I don't know that MLB is acting any differently than any other franchisor would be acting, should one of its franchisees declare bankruptcy.

If Joe PizzaGuy owned a few Domino's pizza restaurants through JoePizzaGuy Inc., and the business borrowed a bunch of money it couldn't repay, ended up in bankruptcy court, and had to sell the franchises, would anyone reasonably argue that the Domino's head office folks back in Detroit wouldn't be able to have any say in who would end up owning those franchise?

As I have made crystal clear before when discussing this issue, I am not a bankruptcy lawyer.  I'm not qualified to opine on bankruptcy law. 

However, just Googling the issue brings up some articles on the subject.  Here's one from a few years back, discussing franchisee bankruptcies:

If the franchisor does not effectively terminate a franchise agreement before a franchisee’s bankruptcy filing, the agreement will become part of the bankruptcy estate. A franchise agreement that is operative at the time of the bankruptcy filing is known in bankruptcy parlance as an "executory contract." Overriding contractual provisions to the contrary, the Bankruptcy Code authorizes a debtor or bankruptcy trustee to assume (keep) and assign executory contracts. This often is true even though the debtor is in default under the franchise agreement at the time of the bankruptcy filing, so long as the agreement has not been terminated prior to the filing. In some instances, the franchisor may not have any meaningful input on the acceptability of an assignee.

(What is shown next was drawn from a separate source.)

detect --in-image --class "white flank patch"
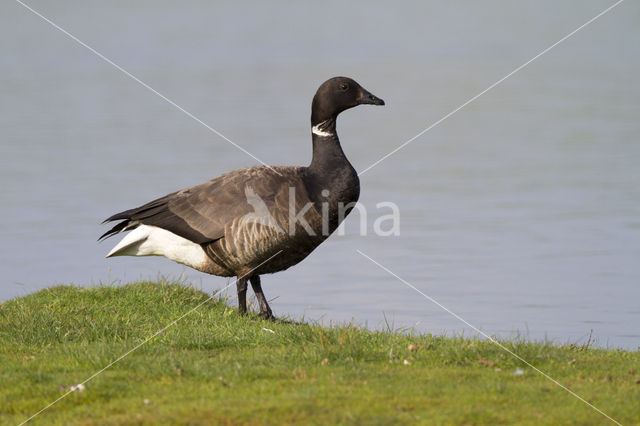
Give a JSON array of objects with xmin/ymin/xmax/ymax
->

The Bankruptcy Code does, however, provide certain protections for franchisors that face the situation of having a "live" franchise agreement in a bankruptcy proceeding:

  • In order to assume and assign a franchise agreement, the debtor or trustee must first cure all defaults under the agreement. The cure amount is determined by adding all damages resulting from the breach, including reasonable attorneys’ fees (assuming the franchise agreement provides for them). The cure requirement also applies to non-monetary defaults. In some instances, the debtor may not be able to cure a non-monetary default, and might be prohibited from assuming the franchise agreement.

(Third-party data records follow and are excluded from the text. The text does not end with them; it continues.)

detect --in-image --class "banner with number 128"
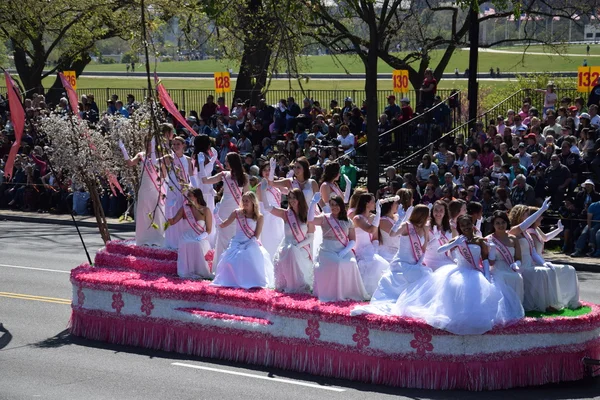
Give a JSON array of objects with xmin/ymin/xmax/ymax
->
[{"xmin": 215, "ymin": 72, "xmax": 231, "ymax": 93}]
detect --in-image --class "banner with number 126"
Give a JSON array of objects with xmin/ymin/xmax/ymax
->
[{"xmin": 215, "ymin": 72, "xmax": 231, "ymax": 93}]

  • The debtor or trustee must assume the entire agreement, not only those elements that the debtor or trustee finds favorable. The debtor or trustee must also provide the franchisor with adequate assurance of future performance under the agreement. Adequate assurance is not defined in the Bankruptcy Code, and can take many forms. Generally, adequate assurance is considered something less than a personal guarantee and is assessed on a case-by-case basis.
  • The Bankruptcy Code has a useful exception to the general rule regarding executory contracts: a bankruptcy trustee may not assign an executory contract where a specific federal or state law excuses a party to the contract from accepting performance from, or rendering performance to, an assignee if that party does not consent to the assignment. This exception could be useful for franchisors in states where a franchise statute restricts a franchisee from transferring the franchise without first obtaining the franchisor’s consent. For instance, in In re Pioneer Ford Sales, Inc., 729 F.2d 27 (1st Cir. 1984), the court relied on a Rhode Island statute that prohibited the assignment of an automobile dealership without the reasonable consent of the manufacturer to prevent a trustee from assigning an automobile dealership.

So...I would be interested in hearing more from someone who knows more about this than I do. 

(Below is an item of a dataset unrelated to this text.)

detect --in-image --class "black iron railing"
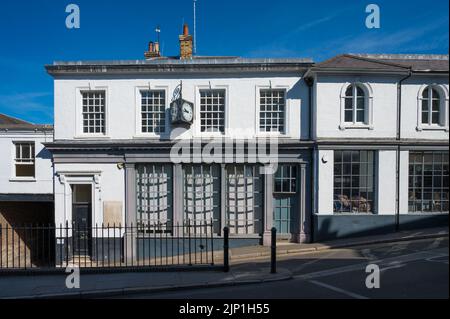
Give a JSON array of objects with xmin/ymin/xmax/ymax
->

But it seems like MLB isn't acting any differently than any other franchisor would be acting, should a franchisee declare bankruptcy.  Franchisors have, from what I understand, a lot of power to decide who is and isn't going to be given a franchise.  And I question whether a franchisor can be forced to accept a franchisee the franchisor doesn't approve of.

Or, to use the "club" analogy Sports by Brooks you think if a member of Augusta Country Club were to declare bankruptcy, and his assets were to be sold, the Augusta membership could be auctioned off to whatever Tom, Dick or Harry might want to buy it, without regard to whether or not the country club approves?

It is a rare thing when I find myself defending Bud Selig and MLB, but in this case, they seem to be acting well within their rights, and not "above the law."